What If We Want Real-time Typeahead Suggestions?
If we want real-time results, we need to update frequencies in real-time. Due to the heavy write operations, writing to disk would be way too slow. We will want to do this in memory. The creator of Redis has a blog post on how to implement autocomplete in Redis. The idea is to use sorted set to store the frequencies and use ZINCRBY
command to update frequencies.
How to Handle Typos
We can use Fuzzy Matching to handle typos. Fuzzy matching algorithms can be employed to find approximate matches for a given query, even if it contains typographical errors. Popular fuzzy matching algorithms include Levenshtein distance, Damerau-Levenshtein distance, and Jaro-Winkler distance.
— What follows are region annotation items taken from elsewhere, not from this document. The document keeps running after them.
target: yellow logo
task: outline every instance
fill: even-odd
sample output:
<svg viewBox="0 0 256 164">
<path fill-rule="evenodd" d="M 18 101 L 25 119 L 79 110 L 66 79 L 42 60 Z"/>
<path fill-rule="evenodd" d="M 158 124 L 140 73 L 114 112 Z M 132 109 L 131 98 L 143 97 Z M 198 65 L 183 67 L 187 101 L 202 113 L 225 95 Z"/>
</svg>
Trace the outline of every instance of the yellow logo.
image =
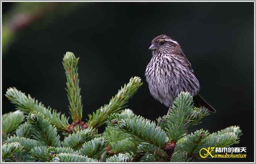
<svg viewBox="0 0 256 164">
<path fill-rule="evenodd" d="M 200 150 L 200 151 L 199 151 L 199 155 L 200 155 L 200 156 L 203 158 L 205 158 L 207 157 L 209 155 L 210 155 L 212 158 L 213 158 L 214 156 L 212 155 L 211 153 L 213 150 L 214 150 L 215 148 L 215 147 L 209 147 L 208 148 L 208 149 L 206 149 L 206 148 L 202 148 Z M 202 151 L 203 150 L 205 151 L 204 151 L 205 152 L 204 154 L 203 154 L 203 155 L 202 155 L 202 154 L 201 154 L 201 152 L 202 152 Z"/>
</svg>

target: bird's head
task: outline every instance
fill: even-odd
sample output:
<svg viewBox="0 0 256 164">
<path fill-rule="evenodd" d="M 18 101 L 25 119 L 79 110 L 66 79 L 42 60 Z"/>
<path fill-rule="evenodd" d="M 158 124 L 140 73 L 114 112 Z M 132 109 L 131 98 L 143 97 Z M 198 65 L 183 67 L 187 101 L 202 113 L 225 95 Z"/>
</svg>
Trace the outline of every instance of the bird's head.
<svg viewBox="0 0 256 164">
<path fill-rule="evenodd" d="M 179 43 L 166 35 L 157 36 L 152 40 L 149 49 L 154 52 L 172 52 Z"/>
</svg>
These algorithms measure the similarity between strings based on the number of insertions, deletions, substitutions, or transpositions required to transform one string into another. By considering suggestions that are close to the original query, we can provide relevant results despite minor errors.
Let's consider a user query with a typo, such as "aple." To handle the typo, we can use a fuzzy matching algorithm like Levenshtein distance to find approximate matches. Compute the Levenshtein distance between "aple" and each indexed term. Find the terms with the smallest distance (e.g., within a certain threshold). Retrieve the corresponding entries from the index for those terms. For example, the system might find that "aple" is close to "apple" with a Levenshtein distance of 1. The suggested term is "apple."
Alternatively, you could incorporate a spell-checking algorithm such as the SymSpell or Peter Norvig's spell correction algorithm. These algorithms usually involve creating a dictionary of known words, then for each input word, generating a set of candidate words that are a small edit distance away and selecting the most likely candidate based on some probability model.